Pour financer des jeux, le Cameroun ne manque jamais de moyens : panem et circenses, disaient les Romains. Ainsi, afin de s’assurer les exploits des Lions indomptables au cours de la dernière CAN, des millions de francs ont été sortis des caisses, par centaines et sans délai. Il a suffi d’un bâton magique : la volonté présidentielle. On ne cesse pourtant de répéter sur tous les tons que les temps sont durs. Ce n’était cependant pas une mauvaise opération et nous n’allons pas bouder le plaisir que nous a procuré le magnifique trophée conquis de haute lutte à Libreville face aux Pharaons. Le moins que l’on puisse dire, c’est que, toutes choses égales par ailleurs, il vaut bien les centaines de millions que l’on a dépensés pour le promener dans nos régions.

L’appétit vient, dit-on, en mangeant. Pour préparer la prochaine édition du même exercice ludique panafricain, depuis deux années, le MINSEP a vu ses moyens littéralement exploser : son budget d’investissement est passé de 9,7 milliards de francs en 2015 à 164,4 milliards en 2016, puis 132,5 milliards en 2017 ; soit une augmentation, tenez-vous bien, de 1594,84% et 1266,05% en 2016 et 2017 par rapport à 2015. D’où a-t-on sorti autant de milliards en temps de vaches dites maigres ? Mystère et boule de gomme. La magie du sport a dû passer par là.

Depuis 2012 cependant, le Gouvernement promet et diffère la tenue d’un Forum national de l’éducation. 22 ans après les états généraux de l’éducation de 1995 et alors que la mondialisation s’est accentuée, que l’on est passé au tout numérique et que la planète a basculé dans l’économie du savoir, cet exercice est pourtant nécessaire pour repenser l’éducation du pays, redéfinir les profils de ses principaux acteurs afin de mieux déterminer le choix de leurs équipements en vue de la rude bataille de notre véritable indépendance. Cinq années de suite, le Gouvernement dans ses arbitrages budgétaires n’a pas trouvé un peu d’argent à consacrer à cette activité stratégique ! L’argent, vous le savez, c’est le nerf de la guerre. Combien faut-il donc d’argent pour organiser un forum national de l’éducation ? Quelques centaines de milliards ? Heureusement, non ! Quelques dizaines alors ? Non, derechef ! Alors combien ? Tout au plus 1,5 milliards de francs.

Et comment se fait-il qu’on n’ait pas trouvé 1,5 milliards de francs pour repenser l’éducation de ce pays pendant que l’on a trouvé facilement 277,5 milliards de francs en deux années pour financer la préparation de jeux, fussent-ils panafricains ? La question mérite sérieuse réflexion.

L’éducation, la bonne éducation est, comme l’on sait, le plus grand bien que l’on puisse donner à ses enfants, à la jeunesse.
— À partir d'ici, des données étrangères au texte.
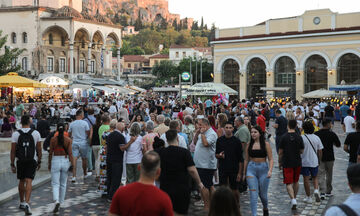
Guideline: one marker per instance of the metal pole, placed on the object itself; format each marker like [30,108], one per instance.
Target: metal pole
[201,69]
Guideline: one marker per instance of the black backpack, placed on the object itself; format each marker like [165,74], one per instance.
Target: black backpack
[25,147]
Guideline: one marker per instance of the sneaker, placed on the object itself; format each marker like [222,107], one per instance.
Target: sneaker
[322,196]
[329,195]
[22,205]
[27,209]
[199,203]
[56,208]
[293,204]
[317,196]
[308,200]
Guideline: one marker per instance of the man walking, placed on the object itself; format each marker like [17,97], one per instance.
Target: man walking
[24,143]
[204,158]
[329,139]
[79,131]
[291,146]
[230,155]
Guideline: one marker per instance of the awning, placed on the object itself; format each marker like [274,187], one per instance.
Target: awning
[105,89]
[275,88]
[345,88]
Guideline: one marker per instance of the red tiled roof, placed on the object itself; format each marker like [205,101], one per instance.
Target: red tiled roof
[159,56]
[134,58]
[287,33]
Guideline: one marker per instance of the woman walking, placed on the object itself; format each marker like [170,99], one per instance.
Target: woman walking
[258,170]
[60,157]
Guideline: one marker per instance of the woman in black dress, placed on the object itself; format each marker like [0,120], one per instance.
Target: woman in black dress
[176,165]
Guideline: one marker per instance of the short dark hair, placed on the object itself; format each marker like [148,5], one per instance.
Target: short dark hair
[25,120]
[308,127]
[171,135]
[292,124]
[353,174]
[150,163]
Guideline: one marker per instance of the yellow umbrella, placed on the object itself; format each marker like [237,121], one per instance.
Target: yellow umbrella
[12,79]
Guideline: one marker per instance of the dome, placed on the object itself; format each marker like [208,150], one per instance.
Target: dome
[67,11]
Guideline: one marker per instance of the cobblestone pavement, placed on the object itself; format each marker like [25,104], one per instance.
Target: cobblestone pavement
[82,198]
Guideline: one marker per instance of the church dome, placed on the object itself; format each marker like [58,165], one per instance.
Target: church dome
[67,11]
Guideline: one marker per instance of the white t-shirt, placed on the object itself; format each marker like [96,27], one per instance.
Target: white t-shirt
[348,121]
[134,152]
[35,134]
[182,142]
[309,157]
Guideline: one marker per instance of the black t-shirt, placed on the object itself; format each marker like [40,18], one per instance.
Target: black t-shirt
[291,144]
[174,163]
[233,153]
[43,126]
[353,142]
[114,154]
[282,125]
[328,139]
[329,111]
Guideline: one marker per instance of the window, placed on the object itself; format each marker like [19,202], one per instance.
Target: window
[51,40]
[24,37]
[62,65]
[24,64]
[62,41]
[50,64]
[82,66]
[13,38]
[92,67]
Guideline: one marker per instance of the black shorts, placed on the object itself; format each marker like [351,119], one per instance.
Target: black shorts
[228,178]
[206,176]
[26,169]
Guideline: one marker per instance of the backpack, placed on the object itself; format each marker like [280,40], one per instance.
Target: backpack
[25,147]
Les sports participent à cette éducation, mais davantage sous l’angle de l’éducation physique. Nous aimons pourtant beaucoup notre jeunesse et ne tarissons pas de mots pour dire notre passion à son endroit. Mais devant la seule chose qui peut réellement lui faire du bien et faire son bien, l’éducation, nous nous laissons paralyser d’une crise aiguë d’avarice, et notre générosité devient intolérablement mesquine. Trouvera-t-on le petit milliard et demi nécessaire à l’organisation d’un forum national de l’éducation digne de notre jeunesse et des ambitions de notre pays ? Comme le démontre si bien le cas du football, il ne s’agit pas d’une question de pouvoir mais de vouloir.

Il est vrai, un coup de cœur pourrait tout aussi bien faire l’affaire. On n’aurait plus qu’à tendre la sébile aux diverses administrations, aux opérateurs économiques, aux bailleurs de fonds internationaux… Un petit jeton par ci, un franc par là, un cent plus loin… Pauvre éducation réduite à jouer les mendiants aux portes des riches, alors que les jeux, de simples jeux croulent sous le poids de l’abondance ! Qui veut la fin veut les moyens ? Si cet aphorisme dit vrai, il faut croire que nous ne voulons pas d’une éducation de qualité pour nos enfants, en d’autres termes, nous ne les aimons pas assez pour vouloir véritablement leur bien.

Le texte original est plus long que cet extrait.